Un limite di queste voci dipende proprio dai campioni umani che sono stati presi, perché da circa un trentennio, gli speaker pubblicitari usano quasi sempre un tono assertivo che è diventato un marchio di fabbrica, ma che alla fine è sempre quello. Dice Balestri: “Se fai uno spot deve essere almeno come gli altri e poi quelle chiusure assertive hanno il loro perché. Ma lo avranno ancora. Al momento e credo per lungo tempo, una chiusura assertiva fatta da una macchina e da un umano saranno differenti. Un umano riesce a modularne il significato considerando quello che ha recitato nei secondi precedenti, considerando il senso che deve dare alle parole. Una macchina non può farlo, ma nemmeno se va di Deep Learning. Quello a cui stiamo assistendo è una grandissima campagna promozionale per lanciare questa tecnologia, l’affare del decennio perché non sarà gratuita. Ma è una preparazione del terreno come uno spot appunto, dove assertivamente si parla di INTELLIGENZA quando stiamo parlando di programmazione avanzata e calcolo velocissimo. Ma di intelligente c’è chi ha programmato e chi la sta promuovendo”.

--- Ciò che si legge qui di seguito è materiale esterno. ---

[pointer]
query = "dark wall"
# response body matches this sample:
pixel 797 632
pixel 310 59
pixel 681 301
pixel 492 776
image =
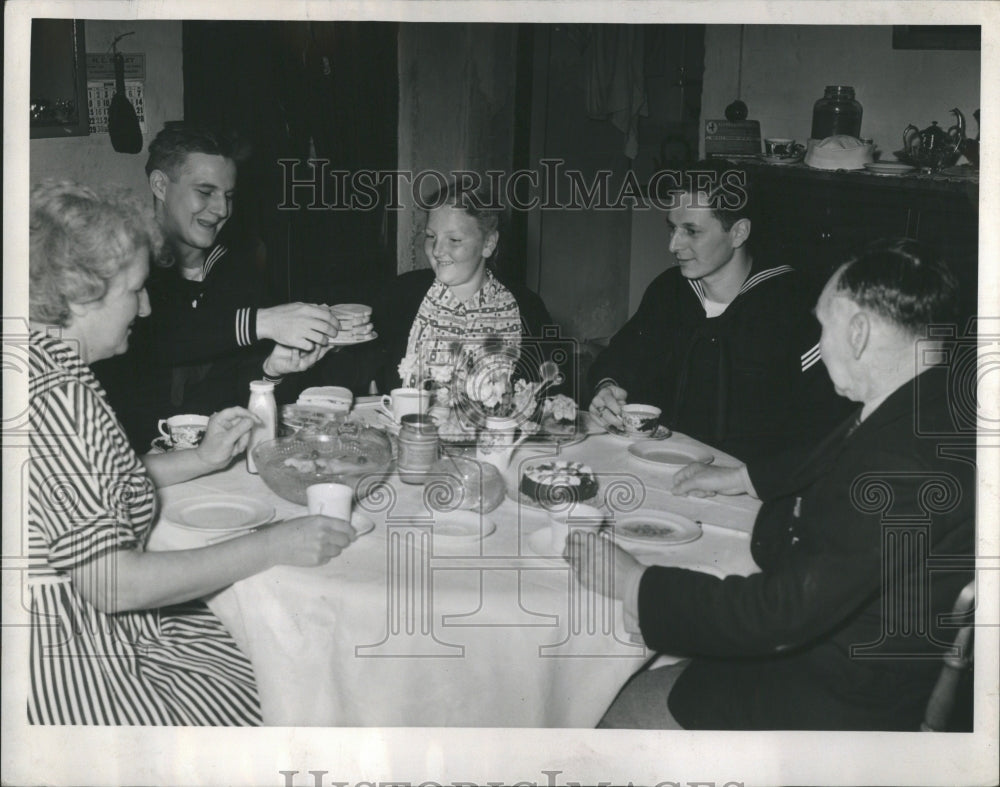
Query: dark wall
pixel 298 90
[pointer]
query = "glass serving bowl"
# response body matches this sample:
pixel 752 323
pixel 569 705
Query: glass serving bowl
pixel 348 455
pixel 459 482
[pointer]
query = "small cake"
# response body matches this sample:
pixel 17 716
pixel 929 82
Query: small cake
pixel 558 482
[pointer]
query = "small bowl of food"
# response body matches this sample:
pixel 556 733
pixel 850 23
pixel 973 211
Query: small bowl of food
pixel 354 454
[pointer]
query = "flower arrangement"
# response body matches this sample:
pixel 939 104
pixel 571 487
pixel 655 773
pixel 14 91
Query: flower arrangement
pixel 478 384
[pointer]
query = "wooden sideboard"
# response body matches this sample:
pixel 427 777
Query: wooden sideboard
pixel 815 218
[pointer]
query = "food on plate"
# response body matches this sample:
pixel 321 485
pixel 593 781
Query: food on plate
pixel 559 416
pixel 315 463
pixel 558 481
pixel 649 530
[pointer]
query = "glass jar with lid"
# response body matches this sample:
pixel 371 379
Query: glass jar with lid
pixel 836 113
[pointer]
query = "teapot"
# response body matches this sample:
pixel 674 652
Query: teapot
pixel 933 147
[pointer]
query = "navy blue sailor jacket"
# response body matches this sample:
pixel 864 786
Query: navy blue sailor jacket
pixel 749 381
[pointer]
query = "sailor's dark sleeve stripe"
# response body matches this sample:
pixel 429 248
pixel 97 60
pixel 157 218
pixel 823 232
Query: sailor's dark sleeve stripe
pixel 811 357
pixel 246 326
pixel 214 256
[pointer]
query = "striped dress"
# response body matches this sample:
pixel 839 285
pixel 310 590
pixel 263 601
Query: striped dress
pixel 89 496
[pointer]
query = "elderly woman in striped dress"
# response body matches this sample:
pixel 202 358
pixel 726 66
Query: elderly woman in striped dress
pixel 119 635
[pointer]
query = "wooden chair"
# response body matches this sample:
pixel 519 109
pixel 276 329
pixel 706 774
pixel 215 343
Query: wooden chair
pixel 943 698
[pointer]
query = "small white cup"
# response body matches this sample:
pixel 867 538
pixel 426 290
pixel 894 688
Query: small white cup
pixel 353 318
pixel 183 431
pixel 641 420
pixel 333 500
pixel 404 401
pixel 578 516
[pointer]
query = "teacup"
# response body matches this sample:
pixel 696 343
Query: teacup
pixel 183 431
pixel 780 146
pixel 404 401
pixel 640 420
pixel 333 500
pixel 578 516
pixel 351 315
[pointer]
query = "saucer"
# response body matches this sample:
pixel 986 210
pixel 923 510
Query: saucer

Segue una considerazione più generale: “La macchina è una macchina e quella davvero pensante (non quella che prevede le probabili mosse) la dobbiamo ancora vedere. Anche i robot alle fiere, con le sembianze umane e la faccia di gomma simil plastica californiana, rispondono a domande come Chat GPT, ma non puoi tenere una conversazione tra adulti, non puoi parlare di esperienze di vita, scambiare emozioni, quella sciorina lo scibile umano archiviato on line. Con grande velocità e con una maestria di programmazione da sembrare avere idee. Ma non ha nessuna empatia che gli consenta di sentire cosa sente la persona con cui stai lavorando e sono cose che si sentono anche stando on line a distanza perché dalla voce passa molto più del suono. E non solo dalla voce, passa semplicemente quando due umani sono in contatto. Ecco perché sono più realiste del Re ma sono già da museo dell’archeologia tecnologica. Non possono far passare il sentimento che passa da un essere umano. Possono solo ingannare”.

Anche noi abbiamo provato a rapportarci con ChatGPT per capire quanto è possibile reggere una conversazione con il bot. Lo abbiamo portato sul territorio a noi congeniale della storia della radiotelevisione italiana, correggendogli anche qualche errore. In qualche caso ci è sembrato come quello studente che ha studiato la lezione, ma nell’interrogazione dimostra di non averla compresa appieno, e quindi anche questa esperienza andrà migliorata, per quanto già importante. Del resto, ce l’ha spiegato la stessa ChatGPT nella nostra conversazione: Come intelligenza artificiale basata sull’elaborazione del linguaggio naturale, la mia capacità di apprendimento e di risposta è continuamente migliorata attraverso l’interazione con gli utenti e la ricezione di feedback sui miei risultati. Ogni conversazione che ho con un utente rappresenta un’opportunità per me di apprendere nuove informazioni e di affinare la mia comprensione del mondo. In questo senso, la mia capacità di fornire risposte precise e pertinenti alle domande degli utenti dipende dalla qualità delle interazioni che ho con loro”. Senza però – lo ammette – riuscire a sbugiardare chi vuole metterla alla prova magari con cattive intenzioni.

Questo è lo stato dell’arte dell’intelligenza artificiale, capace anche di scrivere un normalissimo intervento parlamentare.